Se notaba temblar en aquella vacía y, por un
momento, eterna soledad; no alcanzaba a desprenderse de la tensión vivida en las
últimas horas. Aquel desconcertante nazareno provocaba en él los sentimientos
más encontrados, aquéllos que habían conseguido herir su espíritu rebelde,
aquéllos que templaron el ardor de su corazón inquieto y controvertido. Sentía que
pocos –quizá nadie- llegaron a tocar tan dentro de su alma como Jesús y, sin
embargo, se sentía extrañamente decepcionado. Todo parecía ir por donde esperaba;
entonces, ¿qué cambió?, ¿quién cambió…?
Un frío
inexplicable recorrió su cuerpo de arriba a abajo. No cesaban de dar vueltas en
su cabeza las numerosas experiencias que junto con el galileo compartió hasta
su llegada a Jerusalén, ésas que su corazón ya guardaba tan dentro de sí que
parecían formar parte inseparable de su propia persona desde siempre. Sin haberlo
decidido, volvió también su mirada atrás; una centelleante luz solar enmarcaba
la puerta por la que había entrado; y sólo entonces sintió algo de alivio.
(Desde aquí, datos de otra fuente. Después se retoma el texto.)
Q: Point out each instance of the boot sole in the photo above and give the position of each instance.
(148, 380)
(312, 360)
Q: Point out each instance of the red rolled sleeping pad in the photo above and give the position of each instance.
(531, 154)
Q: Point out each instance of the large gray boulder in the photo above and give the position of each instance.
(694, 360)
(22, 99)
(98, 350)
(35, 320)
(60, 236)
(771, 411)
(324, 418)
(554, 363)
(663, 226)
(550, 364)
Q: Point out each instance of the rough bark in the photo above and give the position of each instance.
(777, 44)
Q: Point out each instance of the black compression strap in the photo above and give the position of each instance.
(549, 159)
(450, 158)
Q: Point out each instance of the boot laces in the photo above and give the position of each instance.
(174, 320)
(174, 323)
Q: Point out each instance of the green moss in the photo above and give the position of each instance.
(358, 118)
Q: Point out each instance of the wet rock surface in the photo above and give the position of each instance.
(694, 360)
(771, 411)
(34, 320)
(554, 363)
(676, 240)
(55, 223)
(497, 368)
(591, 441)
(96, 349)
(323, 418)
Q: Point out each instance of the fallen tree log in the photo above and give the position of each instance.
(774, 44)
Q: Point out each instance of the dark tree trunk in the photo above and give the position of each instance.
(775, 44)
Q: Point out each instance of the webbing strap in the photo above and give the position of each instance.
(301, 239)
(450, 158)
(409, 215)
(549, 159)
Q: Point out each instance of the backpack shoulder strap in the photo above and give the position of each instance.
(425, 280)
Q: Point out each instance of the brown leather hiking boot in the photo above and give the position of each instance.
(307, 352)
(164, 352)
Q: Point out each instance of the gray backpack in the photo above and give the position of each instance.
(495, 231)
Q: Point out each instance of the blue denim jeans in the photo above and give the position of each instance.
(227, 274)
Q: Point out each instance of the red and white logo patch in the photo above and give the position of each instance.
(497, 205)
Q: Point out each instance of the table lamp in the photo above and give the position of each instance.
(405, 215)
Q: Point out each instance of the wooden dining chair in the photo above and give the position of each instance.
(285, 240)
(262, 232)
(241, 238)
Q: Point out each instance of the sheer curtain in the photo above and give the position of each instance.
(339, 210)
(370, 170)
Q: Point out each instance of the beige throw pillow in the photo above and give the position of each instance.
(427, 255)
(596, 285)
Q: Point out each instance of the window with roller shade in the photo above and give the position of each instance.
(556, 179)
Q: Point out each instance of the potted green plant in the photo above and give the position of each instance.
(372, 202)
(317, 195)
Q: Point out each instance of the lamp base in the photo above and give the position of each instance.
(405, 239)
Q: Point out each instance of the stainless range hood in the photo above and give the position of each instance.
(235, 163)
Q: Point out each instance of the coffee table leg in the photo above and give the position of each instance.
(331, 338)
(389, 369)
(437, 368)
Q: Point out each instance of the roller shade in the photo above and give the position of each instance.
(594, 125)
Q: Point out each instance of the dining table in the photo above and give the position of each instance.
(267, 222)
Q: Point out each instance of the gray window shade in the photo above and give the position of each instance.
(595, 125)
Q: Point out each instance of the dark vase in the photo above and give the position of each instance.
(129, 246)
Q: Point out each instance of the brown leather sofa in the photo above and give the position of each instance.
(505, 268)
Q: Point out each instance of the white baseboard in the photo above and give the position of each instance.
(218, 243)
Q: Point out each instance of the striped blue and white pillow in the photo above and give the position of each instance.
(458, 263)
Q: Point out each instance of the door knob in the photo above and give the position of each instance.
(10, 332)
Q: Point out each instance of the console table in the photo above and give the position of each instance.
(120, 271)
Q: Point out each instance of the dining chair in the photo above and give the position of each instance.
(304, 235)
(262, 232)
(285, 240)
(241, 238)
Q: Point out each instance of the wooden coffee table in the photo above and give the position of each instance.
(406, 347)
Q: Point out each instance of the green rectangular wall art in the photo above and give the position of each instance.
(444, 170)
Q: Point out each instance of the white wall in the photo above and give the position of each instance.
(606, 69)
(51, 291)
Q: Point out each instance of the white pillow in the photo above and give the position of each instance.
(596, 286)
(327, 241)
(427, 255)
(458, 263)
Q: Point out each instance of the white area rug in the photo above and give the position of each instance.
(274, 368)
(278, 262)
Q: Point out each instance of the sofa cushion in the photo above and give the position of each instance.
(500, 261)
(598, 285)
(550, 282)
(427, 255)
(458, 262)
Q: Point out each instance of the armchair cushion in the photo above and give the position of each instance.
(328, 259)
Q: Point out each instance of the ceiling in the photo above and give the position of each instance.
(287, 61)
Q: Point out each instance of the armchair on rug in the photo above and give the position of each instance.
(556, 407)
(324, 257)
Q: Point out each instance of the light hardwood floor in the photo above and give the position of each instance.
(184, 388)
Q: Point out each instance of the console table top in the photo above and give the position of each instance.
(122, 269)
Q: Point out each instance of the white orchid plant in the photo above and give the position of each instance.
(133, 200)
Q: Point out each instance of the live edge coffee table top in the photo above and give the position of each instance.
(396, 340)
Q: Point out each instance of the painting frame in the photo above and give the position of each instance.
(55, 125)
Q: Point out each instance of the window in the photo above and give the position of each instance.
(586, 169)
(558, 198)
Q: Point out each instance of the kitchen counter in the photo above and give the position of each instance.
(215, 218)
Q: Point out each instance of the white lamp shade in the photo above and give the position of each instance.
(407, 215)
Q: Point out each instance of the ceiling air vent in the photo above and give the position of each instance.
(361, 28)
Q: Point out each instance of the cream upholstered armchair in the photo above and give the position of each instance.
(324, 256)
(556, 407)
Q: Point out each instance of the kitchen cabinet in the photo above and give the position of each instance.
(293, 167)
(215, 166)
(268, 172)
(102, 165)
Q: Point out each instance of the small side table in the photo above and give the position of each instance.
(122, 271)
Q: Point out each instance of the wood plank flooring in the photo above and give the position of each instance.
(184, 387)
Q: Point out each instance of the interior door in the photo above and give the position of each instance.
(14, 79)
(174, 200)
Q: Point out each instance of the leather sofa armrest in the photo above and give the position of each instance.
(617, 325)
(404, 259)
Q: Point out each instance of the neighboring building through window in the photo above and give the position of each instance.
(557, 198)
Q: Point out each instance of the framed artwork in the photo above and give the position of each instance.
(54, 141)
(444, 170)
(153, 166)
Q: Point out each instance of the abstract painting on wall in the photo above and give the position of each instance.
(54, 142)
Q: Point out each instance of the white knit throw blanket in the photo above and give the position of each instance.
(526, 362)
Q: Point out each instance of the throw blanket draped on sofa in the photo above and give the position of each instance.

Dio
un leve paso atrás sin ni siquiera girar su cuerpo, por un momento dudó…
Te esperábamos; estábamos convencidos de que
vendrías… La
voz de Caifás sonó tan rotunda que parecieron huir hasta las sombras del salón.
Su contundencia delataba la firmeza con que la reciente reunión del Sanedrín
había tratado el asunto de Jesús. La supuesta resurrección de Lázaro precipitó
los movimientos del grupo de los saduceos, muy preocupados por la agitación que
se respiraba en torno a ese tal Jesús.
Cierto desprecio
asomaba en el rostro de Judas; apenas contuvo el aliento, trató de respirar
hondo y fue entonces cuando miró con calculada frialdad a los pocos ancianos
que se encontraban con el sumo sacerdote Caifás… ¿Qué estáis dispuestos a darme si os lo entrego?... Se cruzaron las
miradas primero ellos, como confirmando el cumplimiento de los planes previstos;
después, irguiendo su gesto, Caifás entrelazó ceremoniosamente sus manos… 30 monedas de plata; así será; calcula el
momento y procura que sea lo más discreto posible…
El criado
irrumpió inesperadamente en el salón, como devuelto de la nada. Con un sencillo
ademán señaló a Judas la misma puerta por la que había entrado. El ruido de la
gente, su alboroto sencillo y natural, pronto sumergió a Judas en la
descontrolada realidad que como presagio pesaba en su alma.